But assuming you interview well and have the right skill set you could
probably pretty easily do that. Startups need people that are more versatile
and willing to take on a lot of challenges. Generally the one negative with
early startups is the pay will not be what you are used to, so you have to
weigh that based on your personal situation.

You could also look at product roles, e.g. where you are a product manager or
something similar. Again since you want to be hands on technical you'd have to
do this in a smaller company or startup where you could do so.

As for my experience, it wasn't that difficult to do. I just sought out
positions which seemed to gel well with my experience and desires. Honestly,
when I joined the current startup I am at, I joined as a Senior Firmware
Engineer.
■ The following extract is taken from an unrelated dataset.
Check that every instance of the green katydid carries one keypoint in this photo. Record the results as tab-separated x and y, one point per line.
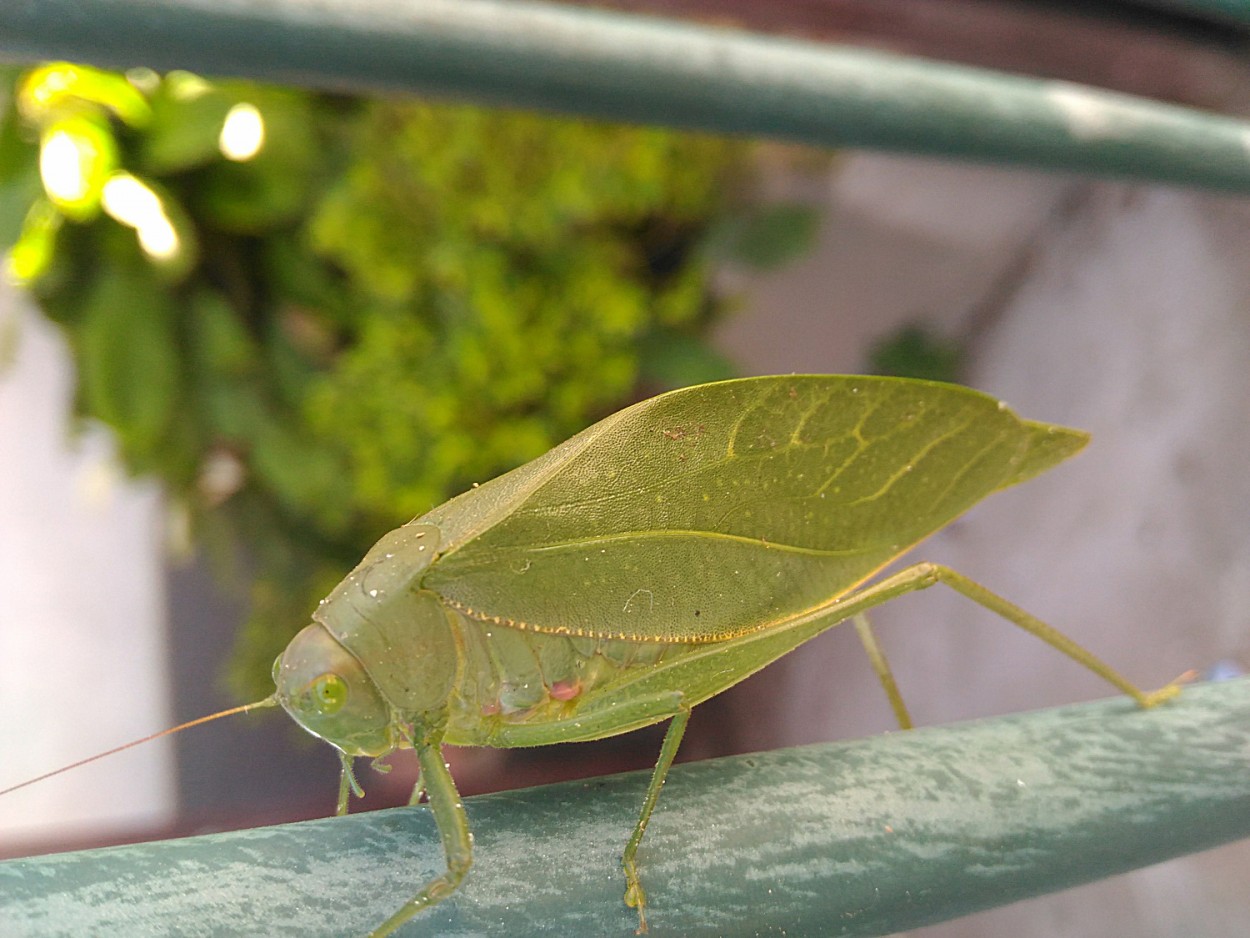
646	564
I am doing more now that uses more of my total experience, but that
was how I joined and I loved it cause I initially really wanted to spend some
time just in code.

------
bitterjug
I totally get the "too senior" thing, but it's not as bad as I feared. Here's
my own experience of making the kind of move you're talking about.

Last year I switched from ops manager/factotum in a small agency to a pure dev
role in a corp. I get to think about technical stuff most of the time now and
it feels okay, despite my fears about the 9-5. Thing is, it took me two years
to get to that point. I knew I wanted to move for similar reasons to those you
list. And Imagined that I had to head for a job that would value my agency
experience which was varied and had a management and client-facing bias. So I
felt like I was trapped doing the same sort of stuff. I was good at it, but it
wasn't making me happy any more.

I have a technical background (programming language theory) but it felt so
long ago as to be irrelevant. And perhaps it was. I managed to get second
interviews for engineering roles -- which is what I wanted and I turned a
couple down because they weren't quite right.

Then this happened. Back 2 years ago, when I started to look for a change, I
also got excited about some new-ish tech (Elm, in this case). I started
running a local meetup and going to relevant conferences just to scratch my
itch. I got a three month contract using it and took unpaid leave from the
agency to give myself the chance to do it. But as soon as I added it to my CV
I got a call from a recruiter from a local company who wanted exactly that
tech. Now I work there and they sponsor the meetup that I still run.

I admit I hit it lucky in this case with a genuine excitement for an emerging
tech, and a local employer who were early adopters. But I think the important
thing is that I was doing this alongside job hunting and hadn't even connected
the two. I was finding a way to do what excited me, and being committed and
passionate about that. Then when the chance came up, making the move was easy
and pleasant.

------
rahimnathwani
How about a Product Manager role at a large tech company? They have many teams
that work on very complex problems, where the Product Manager can have a huge
impact if they know how the code works (at some level) and a strong
quantitative/commercial understanding.